To give some comparison I also pulled in tweets from the @ne0liberal account, my own account @lenkiefer and @Wikipedia and @weatherchannel. Finally I also included tweets from @dril.

Warning! @dril is not a family-friendly twitter account. When I computed the tf-idf statistic for @dril relative to our prospective shill all the top terms were either profanities, scatological, body parts, or combinations of all three.

The matrix below displays the cosine similarity measure for our prospective shills and the comparison groups. The diagonal are by definition equal to 1. Everyone is perfectly similar to themselves. The darker orange the square, the more similar the two tweet timelines. The shills cblatts and jonathaneyer have the strongest relationship.

Cosine Similarity

Figure 6: Cosine Similarity

The charts below contain the same information as the graphic above, but might be easier to read.

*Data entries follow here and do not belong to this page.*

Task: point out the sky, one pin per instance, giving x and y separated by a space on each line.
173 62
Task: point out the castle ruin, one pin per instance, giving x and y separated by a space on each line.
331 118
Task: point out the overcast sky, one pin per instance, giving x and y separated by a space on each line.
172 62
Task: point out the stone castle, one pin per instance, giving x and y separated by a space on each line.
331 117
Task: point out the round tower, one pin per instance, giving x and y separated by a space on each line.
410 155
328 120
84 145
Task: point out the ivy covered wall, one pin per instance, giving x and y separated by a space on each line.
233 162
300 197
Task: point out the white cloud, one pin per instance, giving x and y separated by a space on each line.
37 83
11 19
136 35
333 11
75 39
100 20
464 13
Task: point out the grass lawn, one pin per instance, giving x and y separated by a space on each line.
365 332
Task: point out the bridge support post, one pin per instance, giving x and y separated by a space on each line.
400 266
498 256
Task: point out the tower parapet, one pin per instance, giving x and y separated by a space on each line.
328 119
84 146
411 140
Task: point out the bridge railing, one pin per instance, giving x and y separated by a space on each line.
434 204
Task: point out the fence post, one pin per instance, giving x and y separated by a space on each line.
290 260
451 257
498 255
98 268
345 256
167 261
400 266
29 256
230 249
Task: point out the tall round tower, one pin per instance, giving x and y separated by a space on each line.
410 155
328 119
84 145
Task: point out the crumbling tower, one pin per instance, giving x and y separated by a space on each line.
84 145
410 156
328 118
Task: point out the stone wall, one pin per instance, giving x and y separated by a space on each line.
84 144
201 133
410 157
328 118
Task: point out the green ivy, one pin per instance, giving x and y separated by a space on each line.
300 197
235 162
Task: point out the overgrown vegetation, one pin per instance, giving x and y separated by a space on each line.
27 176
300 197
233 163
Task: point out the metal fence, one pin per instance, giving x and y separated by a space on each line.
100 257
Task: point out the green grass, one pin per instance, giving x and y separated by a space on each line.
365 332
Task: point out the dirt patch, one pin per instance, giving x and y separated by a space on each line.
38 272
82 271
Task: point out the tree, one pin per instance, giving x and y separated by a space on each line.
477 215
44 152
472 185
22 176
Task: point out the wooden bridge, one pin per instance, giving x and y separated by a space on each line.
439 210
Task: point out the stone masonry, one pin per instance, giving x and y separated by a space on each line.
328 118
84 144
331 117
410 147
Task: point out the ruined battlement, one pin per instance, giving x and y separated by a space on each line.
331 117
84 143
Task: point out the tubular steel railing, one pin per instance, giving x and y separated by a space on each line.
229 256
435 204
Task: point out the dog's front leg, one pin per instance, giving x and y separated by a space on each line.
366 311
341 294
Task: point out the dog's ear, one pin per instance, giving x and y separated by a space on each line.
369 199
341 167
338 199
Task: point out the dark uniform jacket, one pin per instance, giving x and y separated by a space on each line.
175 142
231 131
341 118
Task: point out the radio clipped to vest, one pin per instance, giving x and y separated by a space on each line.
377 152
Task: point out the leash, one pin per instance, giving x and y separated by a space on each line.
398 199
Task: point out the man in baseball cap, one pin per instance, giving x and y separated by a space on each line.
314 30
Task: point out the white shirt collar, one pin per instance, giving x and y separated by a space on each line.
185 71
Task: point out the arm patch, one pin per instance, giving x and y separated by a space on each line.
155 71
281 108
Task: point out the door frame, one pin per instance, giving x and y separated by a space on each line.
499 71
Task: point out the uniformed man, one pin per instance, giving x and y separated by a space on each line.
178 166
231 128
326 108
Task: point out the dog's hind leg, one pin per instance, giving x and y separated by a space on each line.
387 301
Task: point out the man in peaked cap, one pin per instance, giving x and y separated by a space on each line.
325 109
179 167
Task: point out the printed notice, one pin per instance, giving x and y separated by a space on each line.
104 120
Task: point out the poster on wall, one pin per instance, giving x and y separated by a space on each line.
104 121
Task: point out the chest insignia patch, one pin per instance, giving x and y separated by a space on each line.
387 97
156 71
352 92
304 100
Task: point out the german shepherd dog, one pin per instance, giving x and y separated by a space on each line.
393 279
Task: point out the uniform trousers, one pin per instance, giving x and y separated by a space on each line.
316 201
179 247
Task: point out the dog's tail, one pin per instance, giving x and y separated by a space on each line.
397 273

which shill is most ne0liberal?

First, who is the most @ne0liberal? The shills @stanveuger and @imbernomics are the most similar. The @weatherchannel and @dril (reassuringly) are the least similar.

Like a ne0liberal

Figure 7: Like a ne0liberal

Who is most similar to me, @lenkiefer? That would be @jonathaneyer and @R_Thaler.

which shill is most like @lenkiefer

Like lenkiefer

Figure 8: Like lenkiefer

which shill is most like @dril

How about @dril?

Like dril

Figure 9: Like dril

The prospective shills @jonathaneyer and @jodiecongirl have that distinction.

Nobel prizes

At the moment only @R_Thaler has a he Sveriges Riksbank Prize in Economic Sciences in Memory of Alfred Nobel.

Do they have great taste?

I’ve presented a variety of statistics and analytics around the various candidate shills. For me there is statistic that I will rely on for my vote. Only @jodiecongirl has demonstated the good judgement and excellent taste required to follow @lenkiefer.

R code

All the analysis, charting, and this blog post were made with R. I may post code at a future date. Most of it follows the steps laid out in my earlier post Beige-ian Statistics.